Kopenhagen, d. 7. Juli 1832.

Mein geliebter Tieck!

Nie habe ich stärker die Macht einer Übeln Gewohnheit empfunden, als wenn ich an dich denke, und dann wieder denke: aber warum in aller Welt (oder in Teufels Namen) – (oder um Gottes Willen) – schreibst du nicht dem edeln Freunde, an den du so denkst, und jedesmal wenn du etwas gedichtet hast bei dir wünschest, um seine Meinung zu hören und vielleicht die große Lust seines Beifalls zu gewinnen?

Leider, mein theurer Bruder! hast du den selben Fehler. Man sagt sonst » les beaux esprits se rencontrent«, aber auf die Art könnten wir uns nicht leicht rencontiren. Ich schrieb dir einen langen Brief im vorigen Sommer. Du antwortest nicht darauf– aber glaube ja nicht daß ich deshalb schwieg. Du hattest mir in Dresden gar zu viele und rührende Beweise deiner Freundschaft gegeben – es wäre schlecht von mir gewesen deshalb Verdacht gegen deine freundliche Gesinnung zu schöpfen. Aber da muß ich doch zu meiner Entschuldigung sagen: da war noch ein andrer Grund, warum ich lange schwieg. Es ist so betrübt seinen Freunden etwas Unangenehmes mitzntheilen, und es begegnete mir, nach meiner Zurückkunft, viel Unangenehmes. Lottchen hatte sich nehmlich mit einem Schauspieler bei dem hiesigen Theater heimlich versprochen, und obschon ich keine von den dummen Vorurtheilen gegen den Schauspielerstand theile, so war doch das ein Schwiegersohn, den ich auf keine Weise anerkennen wollte, denn obschon nichts Schlechtes von ihm zu sagen ist, so ist er sehr leichtsinnig und wird nie im Stande seyn Lottchen eine sorgenfreie Existenz zu verschaffen. Das hat sie nun zuletzt eingesehen, und sie hat sich wieder von ihm getrennt.

Diese Verstimmung mag einigermaßen zu meiner Entschuldigung dienen, daß ich dir so lange nichts geschrieben habe. Auch könnte ich eine Menge Philisterursachen anführen, das Rectorat hat mir viel Zeit gekostet, ich mußte zwei lateinische Reden theils verfertigen, theils verfertigen lassen. In der letzten Rede sprach ich eine ganze Viertelstunde davon, wie dumm es ist lateinisch zu reden. Ich hoffe wir werden jetzt bei unserer Universität auch dänische Reden in der Zukunft halten. Ich sprach auch viel von Goethe!

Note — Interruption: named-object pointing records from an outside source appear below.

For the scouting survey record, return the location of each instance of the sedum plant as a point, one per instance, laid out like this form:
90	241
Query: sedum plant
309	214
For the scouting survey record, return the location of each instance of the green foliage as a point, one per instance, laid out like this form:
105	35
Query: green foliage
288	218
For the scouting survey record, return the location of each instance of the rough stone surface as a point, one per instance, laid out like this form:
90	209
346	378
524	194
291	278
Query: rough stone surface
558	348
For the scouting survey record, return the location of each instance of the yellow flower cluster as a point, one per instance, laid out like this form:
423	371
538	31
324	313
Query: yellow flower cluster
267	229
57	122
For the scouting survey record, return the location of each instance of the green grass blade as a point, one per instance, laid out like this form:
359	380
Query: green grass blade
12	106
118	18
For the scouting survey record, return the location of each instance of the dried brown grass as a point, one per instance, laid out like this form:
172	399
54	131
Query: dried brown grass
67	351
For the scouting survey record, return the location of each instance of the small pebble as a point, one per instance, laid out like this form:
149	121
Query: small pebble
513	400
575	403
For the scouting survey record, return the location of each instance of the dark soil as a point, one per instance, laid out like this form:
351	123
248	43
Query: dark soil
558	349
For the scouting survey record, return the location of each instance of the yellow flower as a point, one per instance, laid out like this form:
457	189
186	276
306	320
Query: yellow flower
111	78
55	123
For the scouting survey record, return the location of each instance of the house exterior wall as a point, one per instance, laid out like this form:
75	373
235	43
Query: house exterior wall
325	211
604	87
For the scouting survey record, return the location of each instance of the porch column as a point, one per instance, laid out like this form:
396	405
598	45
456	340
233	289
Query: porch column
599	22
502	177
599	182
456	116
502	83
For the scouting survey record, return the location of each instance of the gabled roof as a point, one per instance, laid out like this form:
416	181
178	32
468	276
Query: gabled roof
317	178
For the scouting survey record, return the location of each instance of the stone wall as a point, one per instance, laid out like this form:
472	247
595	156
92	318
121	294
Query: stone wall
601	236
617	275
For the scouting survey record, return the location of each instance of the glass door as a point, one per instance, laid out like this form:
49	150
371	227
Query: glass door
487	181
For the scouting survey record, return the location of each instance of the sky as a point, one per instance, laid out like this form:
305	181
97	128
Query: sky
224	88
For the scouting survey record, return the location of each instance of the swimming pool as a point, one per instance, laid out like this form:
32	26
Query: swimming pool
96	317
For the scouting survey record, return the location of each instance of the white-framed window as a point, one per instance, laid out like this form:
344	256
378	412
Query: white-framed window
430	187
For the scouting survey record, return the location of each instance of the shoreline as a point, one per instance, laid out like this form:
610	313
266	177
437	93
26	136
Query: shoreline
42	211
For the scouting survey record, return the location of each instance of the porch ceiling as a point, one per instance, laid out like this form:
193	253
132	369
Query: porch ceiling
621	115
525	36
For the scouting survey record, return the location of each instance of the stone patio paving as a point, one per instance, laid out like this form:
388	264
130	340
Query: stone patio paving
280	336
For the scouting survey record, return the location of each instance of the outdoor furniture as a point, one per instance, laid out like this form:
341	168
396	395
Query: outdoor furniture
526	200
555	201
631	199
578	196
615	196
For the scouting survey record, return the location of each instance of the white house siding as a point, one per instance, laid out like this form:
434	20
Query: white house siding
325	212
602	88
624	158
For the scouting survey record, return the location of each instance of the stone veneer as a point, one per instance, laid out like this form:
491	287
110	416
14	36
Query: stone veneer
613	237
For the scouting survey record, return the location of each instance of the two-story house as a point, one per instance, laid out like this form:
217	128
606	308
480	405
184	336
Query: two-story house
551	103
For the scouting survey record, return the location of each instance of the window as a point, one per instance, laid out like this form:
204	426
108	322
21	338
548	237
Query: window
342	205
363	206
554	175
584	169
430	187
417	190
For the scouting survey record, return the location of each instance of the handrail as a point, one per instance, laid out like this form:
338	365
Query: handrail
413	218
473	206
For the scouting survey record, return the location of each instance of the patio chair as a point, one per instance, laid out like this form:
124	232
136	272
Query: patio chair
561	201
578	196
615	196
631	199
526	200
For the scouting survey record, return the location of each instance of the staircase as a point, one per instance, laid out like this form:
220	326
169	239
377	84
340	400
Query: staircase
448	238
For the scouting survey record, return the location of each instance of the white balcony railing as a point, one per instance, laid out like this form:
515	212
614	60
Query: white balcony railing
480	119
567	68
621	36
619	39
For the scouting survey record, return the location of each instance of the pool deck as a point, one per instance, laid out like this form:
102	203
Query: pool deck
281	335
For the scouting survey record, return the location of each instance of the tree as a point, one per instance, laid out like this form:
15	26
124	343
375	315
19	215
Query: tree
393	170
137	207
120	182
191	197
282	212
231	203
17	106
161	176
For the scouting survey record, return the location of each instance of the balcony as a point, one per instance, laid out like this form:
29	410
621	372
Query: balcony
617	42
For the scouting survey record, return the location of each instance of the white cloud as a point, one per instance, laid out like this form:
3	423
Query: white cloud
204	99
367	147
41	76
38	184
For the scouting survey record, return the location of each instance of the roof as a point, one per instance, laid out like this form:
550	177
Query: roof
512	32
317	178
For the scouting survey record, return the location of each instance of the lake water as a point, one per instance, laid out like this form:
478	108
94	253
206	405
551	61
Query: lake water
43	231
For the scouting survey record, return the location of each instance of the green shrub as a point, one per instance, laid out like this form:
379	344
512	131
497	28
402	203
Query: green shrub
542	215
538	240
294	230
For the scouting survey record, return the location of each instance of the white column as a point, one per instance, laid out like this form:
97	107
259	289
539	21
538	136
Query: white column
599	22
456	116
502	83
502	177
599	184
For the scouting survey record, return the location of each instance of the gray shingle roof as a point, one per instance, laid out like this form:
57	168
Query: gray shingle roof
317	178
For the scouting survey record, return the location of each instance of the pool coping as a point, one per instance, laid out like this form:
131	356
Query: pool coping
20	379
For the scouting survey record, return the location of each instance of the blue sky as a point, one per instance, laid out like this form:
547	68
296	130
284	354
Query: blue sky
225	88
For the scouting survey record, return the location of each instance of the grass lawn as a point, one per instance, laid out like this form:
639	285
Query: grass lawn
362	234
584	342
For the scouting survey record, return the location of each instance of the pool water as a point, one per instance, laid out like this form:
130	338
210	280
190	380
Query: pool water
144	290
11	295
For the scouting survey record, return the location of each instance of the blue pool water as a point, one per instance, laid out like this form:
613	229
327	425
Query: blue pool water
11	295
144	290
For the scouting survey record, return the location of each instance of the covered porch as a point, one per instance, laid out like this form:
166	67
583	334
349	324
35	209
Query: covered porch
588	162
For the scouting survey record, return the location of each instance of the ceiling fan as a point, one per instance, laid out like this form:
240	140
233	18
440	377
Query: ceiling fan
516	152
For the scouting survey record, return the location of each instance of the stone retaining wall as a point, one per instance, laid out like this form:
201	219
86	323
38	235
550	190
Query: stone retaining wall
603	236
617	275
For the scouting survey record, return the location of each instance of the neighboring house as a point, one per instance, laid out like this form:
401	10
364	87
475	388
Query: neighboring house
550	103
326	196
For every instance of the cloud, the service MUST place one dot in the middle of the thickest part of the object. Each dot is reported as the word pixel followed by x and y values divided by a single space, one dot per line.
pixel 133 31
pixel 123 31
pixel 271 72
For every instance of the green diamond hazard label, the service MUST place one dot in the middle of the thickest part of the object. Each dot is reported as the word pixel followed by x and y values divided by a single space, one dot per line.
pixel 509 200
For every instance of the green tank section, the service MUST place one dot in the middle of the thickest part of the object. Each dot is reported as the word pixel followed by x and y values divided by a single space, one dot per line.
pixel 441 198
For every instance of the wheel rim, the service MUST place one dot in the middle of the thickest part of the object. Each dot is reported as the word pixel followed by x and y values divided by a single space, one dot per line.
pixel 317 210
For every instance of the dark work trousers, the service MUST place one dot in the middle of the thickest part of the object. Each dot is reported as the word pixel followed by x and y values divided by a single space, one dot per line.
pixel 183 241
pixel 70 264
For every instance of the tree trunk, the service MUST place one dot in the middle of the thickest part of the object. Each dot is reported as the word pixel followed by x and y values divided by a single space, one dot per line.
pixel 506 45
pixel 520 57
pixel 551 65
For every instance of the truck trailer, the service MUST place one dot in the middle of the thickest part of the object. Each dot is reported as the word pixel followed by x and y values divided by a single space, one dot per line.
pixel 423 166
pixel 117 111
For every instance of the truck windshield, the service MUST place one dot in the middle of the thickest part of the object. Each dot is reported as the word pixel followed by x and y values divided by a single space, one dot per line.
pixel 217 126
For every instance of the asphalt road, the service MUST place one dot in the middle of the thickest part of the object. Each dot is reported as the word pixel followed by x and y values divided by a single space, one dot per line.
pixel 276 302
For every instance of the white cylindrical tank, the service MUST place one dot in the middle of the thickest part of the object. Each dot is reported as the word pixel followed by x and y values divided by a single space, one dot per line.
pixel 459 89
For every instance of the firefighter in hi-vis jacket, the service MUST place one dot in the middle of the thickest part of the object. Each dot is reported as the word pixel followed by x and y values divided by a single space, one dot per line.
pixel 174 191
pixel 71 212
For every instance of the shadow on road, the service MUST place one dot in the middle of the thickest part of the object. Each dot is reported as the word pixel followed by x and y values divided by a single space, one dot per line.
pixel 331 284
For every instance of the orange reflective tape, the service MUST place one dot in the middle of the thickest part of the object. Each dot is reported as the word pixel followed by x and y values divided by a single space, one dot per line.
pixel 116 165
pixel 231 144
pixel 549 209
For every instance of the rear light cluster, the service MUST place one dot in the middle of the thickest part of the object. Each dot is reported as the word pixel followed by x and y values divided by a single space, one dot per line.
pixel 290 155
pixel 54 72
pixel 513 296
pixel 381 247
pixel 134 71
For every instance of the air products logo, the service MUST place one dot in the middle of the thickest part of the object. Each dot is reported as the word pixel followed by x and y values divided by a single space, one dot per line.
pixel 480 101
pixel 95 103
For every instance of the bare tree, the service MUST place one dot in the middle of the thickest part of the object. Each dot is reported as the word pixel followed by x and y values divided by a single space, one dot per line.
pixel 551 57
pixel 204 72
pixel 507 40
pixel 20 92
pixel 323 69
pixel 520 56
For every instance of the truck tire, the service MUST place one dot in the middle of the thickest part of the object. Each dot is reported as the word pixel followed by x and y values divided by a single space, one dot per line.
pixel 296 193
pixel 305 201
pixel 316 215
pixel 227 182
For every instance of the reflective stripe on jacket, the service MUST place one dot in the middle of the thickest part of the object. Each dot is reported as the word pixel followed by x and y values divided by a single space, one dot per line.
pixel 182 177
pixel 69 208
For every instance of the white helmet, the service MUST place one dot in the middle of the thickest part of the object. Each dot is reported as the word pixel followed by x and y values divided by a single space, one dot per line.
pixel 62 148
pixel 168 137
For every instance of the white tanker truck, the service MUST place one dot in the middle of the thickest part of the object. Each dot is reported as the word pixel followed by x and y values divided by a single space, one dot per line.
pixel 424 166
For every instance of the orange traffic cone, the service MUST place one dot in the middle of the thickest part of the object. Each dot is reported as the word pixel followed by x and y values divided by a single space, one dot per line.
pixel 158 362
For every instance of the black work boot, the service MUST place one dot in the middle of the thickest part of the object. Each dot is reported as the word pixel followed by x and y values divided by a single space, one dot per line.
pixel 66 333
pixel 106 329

Ihn haben wir denn auch verloren! –

Wie schön war es, lieber Tieck! daß du eben noch vor seinem Tode in deiner schönen Novelle sein unsterbliches Verdienst als lyrischer Sänger mit so vielem Geiste und Tiefe darstelltest. –

Wir zwei sahen uns wieder und versöhnten uns noch vor seinem Tode. Das war auch schön! O lasse uns dieses herrliche Verhältniß pflegen und hegen; uns einander öfter schreiben; wenigstens zwei mal im Jahre.

Aber kommst du nicht einmal nach Dänemark? O komme, komm! Du sollst bei mir wohnen und bleiben so lange du Lust hast, und ich werde es als ein außerordentliches Glück betrachten.

Um doch recht viel mit dir zu leben, habe ich seit meiner Zurückkunft sehr vieles von dir wieder gelesen, die Novellen (den Aufruhr in den Cevennen mußt du absolut fertig machen). Auch Octavian und mehrere von den alten Sachen.

Ich habe auch Vorlesungen gehalten und mehrere ästhetische Abhandlungen ausgearbeitet. Im künftigen Herbst gebe ich eine dänische Monatsschrift » Prometheus« heraus, die Aesthetik, Critik und Poesie enthalten wird.

Ich habe ein kleines romantisches Schauspiel in gereimten Versen Rübezahl geschrieben – es wurde gespielt, aber – das war »Caviar für den großen Haufen«, es gefiel nur den Poetischen, Gebildeten.

Mein Singspiel »das Bild und die Büste« (in der deutschen Sammlung übersetzt,) ist von einem jungen geistreichen Musiker »Berggreen« sehr gut componirt, und auch gefallen. Was sagst du dazu dieses Stück mit Berggreens Musik in Dresden aufführen zu lassen?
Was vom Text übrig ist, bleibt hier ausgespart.